幹事クリタのコーカイ日誌1999

 
 5月13日 ● ハゲにつける薬。

 世の男性の外見的コンプレックスと言えば「チビ・デブ・ハゲ」。中でもハゲの人気の薄さは髪の薄さに比例するとかで、頭髪に不自由な男性はみなひどく気にしているようです。

 会社の同僚コピーライターのMっちゃんもそのひとり。一見したところそれとはわかりにくいのですが、しげしげと見れば「あ、かなり危ないな」という印象です。本人も十分に自覚していて、西に効く養毛剤があると聞けば駆けつけて購入し、東に頭髪に良いシャンプーがあれば頼んで貰ってくる、というほどの気の遣いようです。

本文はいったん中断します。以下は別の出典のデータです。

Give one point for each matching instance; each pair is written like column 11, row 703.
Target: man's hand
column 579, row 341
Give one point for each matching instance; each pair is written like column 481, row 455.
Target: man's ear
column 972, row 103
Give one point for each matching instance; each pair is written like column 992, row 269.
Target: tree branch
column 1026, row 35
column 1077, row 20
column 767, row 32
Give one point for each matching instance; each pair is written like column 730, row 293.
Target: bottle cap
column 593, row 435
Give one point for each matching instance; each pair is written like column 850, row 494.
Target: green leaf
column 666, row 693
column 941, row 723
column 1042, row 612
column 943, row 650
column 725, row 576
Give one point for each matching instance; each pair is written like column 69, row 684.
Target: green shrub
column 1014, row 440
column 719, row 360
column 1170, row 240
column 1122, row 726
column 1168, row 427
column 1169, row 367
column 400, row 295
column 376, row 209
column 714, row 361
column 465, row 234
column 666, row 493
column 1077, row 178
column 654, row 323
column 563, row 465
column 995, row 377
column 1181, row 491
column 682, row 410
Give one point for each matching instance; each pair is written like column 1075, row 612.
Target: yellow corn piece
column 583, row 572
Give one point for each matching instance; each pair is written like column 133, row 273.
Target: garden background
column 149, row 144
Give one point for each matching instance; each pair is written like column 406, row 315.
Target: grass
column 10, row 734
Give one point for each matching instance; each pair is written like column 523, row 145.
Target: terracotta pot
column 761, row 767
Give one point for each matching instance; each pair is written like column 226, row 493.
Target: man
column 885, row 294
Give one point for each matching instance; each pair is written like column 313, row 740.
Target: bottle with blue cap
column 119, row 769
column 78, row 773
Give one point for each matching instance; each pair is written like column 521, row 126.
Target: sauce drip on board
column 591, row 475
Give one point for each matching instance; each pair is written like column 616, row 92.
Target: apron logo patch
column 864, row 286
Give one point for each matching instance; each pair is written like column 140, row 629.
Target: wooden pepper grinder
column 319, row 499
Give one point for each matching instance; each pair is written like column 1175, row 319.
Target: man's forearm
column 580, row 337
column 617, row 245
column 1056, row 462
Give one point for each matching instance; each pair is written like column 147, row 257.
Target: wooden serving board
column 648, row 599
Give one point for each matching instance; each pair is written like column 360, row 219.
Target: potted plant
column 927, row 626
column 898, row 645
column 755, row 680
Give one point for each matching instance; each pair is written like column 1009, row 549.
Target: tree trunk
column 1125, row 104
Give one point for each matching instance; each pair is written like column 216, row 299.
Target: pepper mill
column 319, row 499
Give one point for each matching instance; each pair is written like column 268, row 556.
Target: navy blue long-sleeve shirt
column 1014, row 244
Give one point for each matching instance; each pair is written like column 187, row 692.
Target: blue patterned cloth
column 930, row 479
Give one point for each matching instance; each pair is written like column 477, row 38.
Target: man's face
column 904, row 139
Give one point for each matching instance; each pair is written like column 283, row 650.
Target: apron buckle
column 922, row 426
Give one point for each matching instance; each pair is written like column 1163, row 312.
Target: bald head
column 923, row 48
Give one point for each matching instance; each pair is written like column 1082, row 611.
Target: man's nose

 そんなMっちゃんが待ちに待った発毛剤(養毛ではなく発毛と言えるとこがすでに凄い、らしい)が、いよいよ日本で発売されることになりました。大正製薬から来月初めに発売される「リアップ」がそれです。

 この薬はすでに1988年にアメリカを皮切りに世界85ヶ国で販売されているのですが、日本ではようやく登場です。もちろんMっちゃんはこの薬について以前から知っていて、僕たちも彼から「すごい薬なんだよ、ハゲのバイアグラなんだから」と興奮して何度も話を聞かされていたくらいです。

 この「リアップ」、なんと60ミリリットルで5500円もします。まるで香水並みの価格です。興味のない僕たちには「そんなに高いの?」ですが、Mっちゃんによればその程度の投資でハゲが直るのなら安いもんだそうです。まあその効果のほどはMっちゃんが人体実験してくれるのでじっくり結果を待ちたいと思いますが、大正製薬にしてみれば大儲けでしょうね。なにせ500万人500億円のマーケットが一斉に動き出すわけですから。

 でもね、僕が思うにハゲが人気がないのは「ハゲだから」じゃないと思うんですよ。「ハゲを気にして隠そうと不自然なことをするから」だと思います。そのいじましさはチビやデブにはありません。Mっちゃんにもさんざんそのあたりを言ったのですが「クリタさんにはわからないよ、ハゲの気持ちは」と言われてしまいました。そりゃわかんないんだけどさ。

 そうそう、この薬について書いた朝日新聞はハゲという言葉は1回も使っていませんでした。代わりに「壮年性脱毛症」なんだって。でも病気じゃないんだからいい加減「○○症」と言うのもやめにしませんか?それもまたハゲのいじましさに見えてしまいます。